The entry window and the stay period aren't the same thing. Once the visa is issued, you have 90 days to enter Indonesia and activate it. If you miss that window, the visa lapses and you’ll need to start over.
For renewal, the government’s rules are a little messy. The official material on the Remote Worker category says the stay is up to 1 year, while the broader limited-stay permit rules show 1-year and 2-year options for extendable stay permits. In practice, the current working reading is that E33G can be renewed for another year, which can bring the total stay to 2 years, if you still meet the conditions and pay the required fees.
What the portal doesn’t spell out clearly is the exact renewal timeline for E33G. It doesn’t give a fixed number of days before expiry when you must file, so don’t assume you can coast until the last minute. The safe move is to watch your expiry date closely and use the e-Visa portal’s extension function well before your permit runs out.
- Initial stay: Up to 1 year
- Entry window after issue: 90 days
- Renewal potential: One additional year, for a possible 2-year stay
- Long-term path: No direct route to permanent residency or citizenship through E33G alone
That last point matters.

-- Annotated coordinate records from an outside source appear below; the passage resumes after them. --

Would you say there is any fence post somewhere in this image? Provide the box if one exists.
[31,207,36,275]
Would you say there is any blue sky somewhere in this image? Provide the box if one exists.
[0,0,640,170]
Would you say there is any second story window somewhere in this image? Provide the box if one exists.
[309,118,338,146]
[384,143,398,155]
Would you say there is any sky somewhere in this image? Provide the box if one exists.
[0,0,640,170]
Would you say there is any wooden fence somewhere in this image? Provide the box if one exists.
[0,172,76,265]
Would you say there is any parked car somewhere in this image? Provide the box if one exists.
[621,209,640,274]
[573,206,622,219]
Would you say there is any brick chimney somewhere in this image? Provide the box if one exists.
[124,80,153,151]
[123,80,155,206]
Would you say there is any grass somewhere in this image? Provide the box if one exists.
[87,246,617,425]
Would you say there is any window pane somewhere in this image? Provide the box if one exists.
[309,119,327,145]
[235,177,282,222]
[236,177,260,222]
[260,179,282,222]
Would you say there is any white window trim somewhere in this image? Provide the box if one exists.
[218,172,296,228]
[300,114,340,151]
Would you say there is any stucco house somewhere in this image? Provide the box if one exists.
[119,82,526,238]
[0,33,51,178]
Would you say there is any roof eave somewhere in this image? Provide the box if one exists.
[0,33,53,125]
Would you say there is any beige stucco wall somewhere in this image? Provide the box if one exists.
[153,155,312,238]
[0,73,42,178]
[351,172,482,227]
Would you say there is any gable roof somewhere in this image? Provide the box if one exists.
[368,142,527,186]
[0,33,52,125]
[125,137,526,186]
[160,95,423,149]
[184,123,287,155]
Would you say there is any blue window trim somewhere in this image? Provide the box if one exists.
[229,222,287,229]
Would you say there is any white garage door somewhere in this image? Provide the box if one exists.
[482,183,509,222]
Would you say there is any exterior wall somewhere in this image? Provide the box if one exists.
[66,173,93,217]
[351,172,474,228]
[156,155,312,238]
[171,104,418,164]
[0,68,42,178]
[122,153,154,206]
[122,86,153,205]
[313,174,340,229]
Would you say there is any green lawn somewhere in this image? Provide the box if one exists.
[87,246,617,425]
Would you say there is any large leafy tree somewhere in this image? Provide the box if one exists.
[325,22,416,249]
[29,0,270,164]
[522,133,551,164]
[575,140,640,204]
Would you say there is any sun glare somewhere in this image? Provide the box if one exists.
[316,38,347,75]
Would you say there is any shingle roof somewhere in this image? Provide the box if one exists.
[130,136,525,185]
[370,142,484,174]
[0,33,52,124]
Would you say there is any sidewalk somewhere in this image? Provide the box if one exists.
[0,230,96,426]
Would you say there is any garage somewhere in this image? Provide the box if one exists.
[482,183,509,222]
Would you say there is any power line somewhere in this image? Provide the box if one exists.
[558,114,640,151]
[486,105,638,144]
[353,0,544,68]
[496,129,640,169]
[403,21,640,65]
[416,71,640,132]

The remote worker permit is useful, but it’s not a back door to Indonesian permanent residency. If you want something longer and more stable, you’d need to look at other residence categories, like investor, spouse or second home routes.
For anyone planning a real base in Bali, the E33G is still a good fit, just not a set-it-and-forget-it one. Keep an eye on your dates, renew early and expect the paperwork to be more annoying than the glossy visa pages suggest.

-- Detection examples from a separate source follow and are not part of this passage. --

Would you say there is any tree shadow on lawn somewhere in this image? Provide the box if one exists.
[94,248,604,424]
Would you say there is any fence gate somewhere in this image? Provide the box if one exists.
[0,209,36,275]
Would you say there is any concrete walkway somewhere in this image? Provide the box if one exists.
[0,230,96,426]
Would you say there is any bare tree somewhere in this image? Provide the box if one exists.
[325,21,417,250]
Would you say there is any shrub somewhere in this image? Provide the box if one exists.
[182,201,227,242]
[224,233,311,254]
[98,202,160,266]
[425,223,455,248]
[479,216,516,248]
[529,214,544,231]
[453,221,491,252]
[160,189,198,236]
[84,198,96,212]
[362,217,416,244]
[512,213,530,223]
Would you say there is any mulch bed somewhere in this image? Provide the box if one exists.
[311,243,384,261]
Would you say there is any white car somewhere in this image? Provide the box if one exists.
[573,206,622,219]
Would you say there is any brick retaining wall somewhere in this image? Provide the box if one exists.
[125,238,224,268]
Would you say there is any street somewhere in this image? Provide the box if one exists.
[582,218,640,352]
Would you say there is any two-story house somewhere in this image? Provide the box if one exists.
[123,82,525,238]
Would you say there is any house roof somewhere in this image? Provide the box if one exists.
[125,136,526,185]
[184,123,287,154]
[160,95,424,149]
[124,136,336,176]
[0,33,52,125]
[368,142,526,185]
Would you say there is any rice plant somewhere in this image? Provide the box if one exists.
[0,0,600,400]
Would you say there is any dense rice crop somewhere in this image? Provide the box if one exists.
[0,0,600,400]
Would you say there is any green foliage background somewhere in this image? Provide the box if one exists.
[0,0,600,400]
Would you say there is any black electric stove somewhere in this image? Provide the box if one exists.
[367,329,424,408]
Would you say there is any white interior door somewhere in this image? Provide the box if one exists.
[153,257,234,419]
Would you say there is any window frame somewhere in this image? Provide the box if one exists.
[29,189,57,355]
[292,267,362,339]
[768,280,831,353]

The E33G remote-worker visa is an immigration permit, not a tax deal. It lets you live in Indonesia for up to 1 year while working for a company outside Indonesia and the official visa guidance doesn't mention any special tax exemption for holders.

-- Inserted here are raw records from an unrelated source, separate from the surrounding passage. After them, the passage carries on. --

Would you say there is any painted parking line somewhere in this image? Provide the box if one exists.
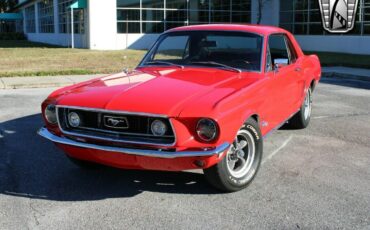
[261,135,293,164]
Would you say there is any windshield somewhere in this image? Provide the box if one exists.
[140,31,263,71]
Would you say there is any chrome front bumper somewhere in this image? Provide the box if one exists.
[38,127,230,158]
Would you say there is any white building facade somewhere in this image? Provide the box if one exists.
[17,0,370,54]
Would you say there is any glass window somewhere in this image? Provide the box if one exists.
[211,0,231,10]
[231,12,251,23]
[142,0,164,8]
[117,22,140,34]
[142,31,263,71]
[166,0,188,10]
[117,0,140,8]
[280,0,370,35]
[139,10,164,21]
[25,5,36,33]
[117,0,251,33]
[38,0,54,33]
[58,0,85,34]
[153,35,189,61]
[211,11,230,23]
[143,22,164,34]
[269,35,289,64]
[117,9,140,21]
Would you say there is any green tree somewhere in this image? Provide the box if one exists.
[0,0,18,13]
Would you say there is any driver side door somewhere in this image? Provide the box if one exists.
[268,34,299,124]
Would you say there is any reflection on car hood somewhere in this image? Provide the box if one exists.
[57,68,258,117]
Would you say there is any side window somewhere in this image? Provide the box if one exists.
[153,36,189,61]
[269,34,290,68]
[265,46,273,72]
[285,37,297,63]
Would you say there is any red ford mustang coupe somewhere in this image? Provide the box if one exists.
[39,25,321,192]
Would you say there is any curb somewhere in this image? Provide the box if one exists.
[0,71,370,90]
[321,72,370,82]
[0,74,107,90]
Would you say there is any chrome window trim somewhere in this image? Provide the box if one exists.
[56,105,177,147]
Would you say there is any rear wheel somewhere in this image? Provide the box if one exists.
[204,119,263,192]
[288,88,312,129]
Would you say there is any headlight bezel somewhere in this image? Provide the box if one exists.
[195,118,220,143]
[150,119,168,137]
[68,111,81,128]
[44,104,58,125]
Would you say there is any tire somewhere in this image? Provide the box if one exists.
[288,88,312,129]
[204,118,263,192]
[67,156,102,170]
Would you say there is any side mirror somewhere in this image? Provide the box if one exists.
[274,58,289,71]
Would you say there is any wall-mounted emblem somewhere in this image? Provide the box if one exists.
[319,0,358,33]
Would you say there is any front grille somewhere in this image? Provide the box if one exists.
[57,107,175,145]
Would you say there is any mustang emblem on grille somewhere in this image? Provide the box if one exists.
[103,116,128,129]
[319,0,358,33]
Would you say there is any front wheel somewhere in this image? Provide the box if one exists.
[204,119,263,192]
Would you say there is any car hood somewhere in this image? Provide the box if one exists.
[57,68,258,117]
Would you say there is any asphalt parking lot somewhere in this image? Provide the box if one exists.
[0,79,370,229]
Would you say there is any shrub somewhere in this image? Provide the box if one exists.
[0,32,27,40]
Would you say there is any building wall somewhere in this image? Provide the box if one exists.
[21,0,89,48]
[18,0,370,54]
[88,0,117,50]
[295,35,370,55]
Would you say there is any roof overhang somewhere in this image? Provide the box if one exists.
[0,13,23,20]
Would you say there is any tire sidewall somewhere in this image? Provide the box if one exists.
[219,119,263,191]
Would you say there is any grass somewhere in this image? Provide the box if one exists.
[0,41,145,77]
[0,41,370,77]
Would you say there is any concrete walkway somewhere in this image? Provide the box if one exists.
[322,66,370,81]
[0,67,370,89]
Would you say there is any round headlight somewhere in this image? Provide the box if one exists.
[45,104,58,124]
[196,118,217,141]
[151,120,167,136]
[68,112,81,128]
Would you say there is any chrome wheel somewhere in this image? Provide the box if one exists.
[303,89,312,120]
[226,130,256,178]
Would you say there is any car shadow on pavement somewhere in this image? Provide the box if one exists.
[320,77,370,89]
[0,114,217,201]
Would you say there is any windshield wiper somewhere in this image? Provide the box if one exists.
[190,61,242,73]
[144,61,184,69]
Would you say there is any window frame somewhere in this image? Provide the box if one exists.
[265,33,298,73]
[137,30,265,73]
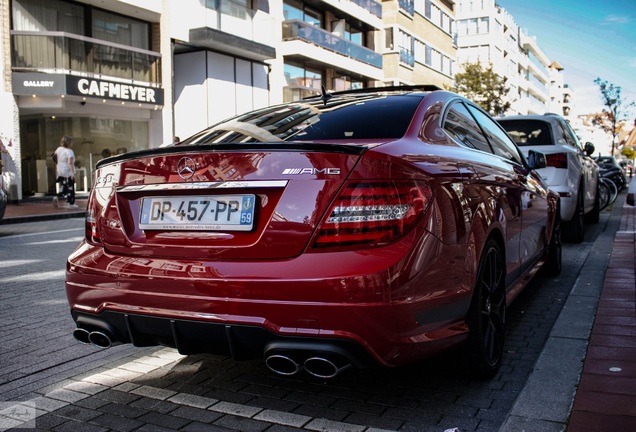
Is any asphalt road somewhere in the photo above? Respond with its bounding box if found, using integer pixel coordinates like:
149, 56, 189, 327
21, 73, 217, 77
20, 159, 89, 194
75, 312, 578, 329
0, 210, 613, 432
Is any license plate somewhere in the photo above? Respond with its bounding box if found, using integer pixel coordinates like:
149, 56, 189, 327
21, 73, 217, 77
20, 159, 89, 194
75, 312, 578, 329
139, 195, 255, 231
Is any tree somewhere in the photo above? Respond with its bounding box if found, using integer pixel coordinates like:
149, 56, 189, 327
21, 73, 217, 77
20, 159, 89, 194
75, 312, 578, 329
592, 78, 634, 156
454, 63, 511, 116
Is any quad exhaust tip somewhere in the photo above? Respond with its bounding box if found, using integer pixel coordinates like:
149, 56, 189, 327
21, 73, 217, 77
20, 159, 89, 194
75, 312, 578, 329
73, 327, 113, 348
265, 354, 351, 379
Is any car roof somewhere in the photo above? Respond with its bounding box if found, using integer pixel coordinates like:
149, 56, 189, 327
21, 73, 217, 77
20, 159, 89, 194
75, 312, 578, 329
496, 113, 564, 122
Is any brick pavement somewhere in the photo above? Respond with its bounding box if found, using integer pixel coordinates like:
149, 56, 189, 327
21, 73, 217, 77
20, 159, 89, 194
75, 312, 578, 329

That means your tax position depends on ordinary Indonesian tax rules, not the visa label. The big question is whether you become an Indonesian tax resident. The usual trigger is more than 183 days in any 12-month period or showing intent to live in Indonesia, but the residency test is fact-based and not just a stopwatch.
If you’re treated as a resident, Indonesia generally taxes worldwide income. That can include your foreign salary and you may be able to claim foreign tax credits if you have the right paperwork. A separate rule may apply to some foreign nationals who become domestic tax subjects and meet certain skill requirements, under which only Indonesian-source income is taxed for the first 4 years, but I wouldn’t assume E33G holders automatically qualify.
If you’re non-resident, Indonesia generally taxes Indonesian-source income at a flat 20% withholding rate. Foreign-earned income usually stays outside Indonesian tax in that case. The catch is simple: once residency kicks in, the tax result changes fast.
- Visa fee: IDR 7,000,000
- Validity: Up to 1 year
- Work rule: Must work for a company established outside Indonesia
- Income rule: You can’t be paid by Indonesian individuals or companies
- Tax rule: No special tax exemption is stated on the official visa page
Indonesia also has tax treaties with many countries and treaty relief usually requires a Certificate of Domicile or an equivalent claim document from your home country. If you’re a resident, expect to file an annual individual return and report worldwide income. If you claim a foreign tax credit, you’ll need proof of foreign tax paid.
For most remote workers, the safe reading is blunt, if you become a tax resident, plan for worldwide income reporting. If you don’t, Indonesia usually taxes only Indonesian-source income. The visa doesn’t decide that for you.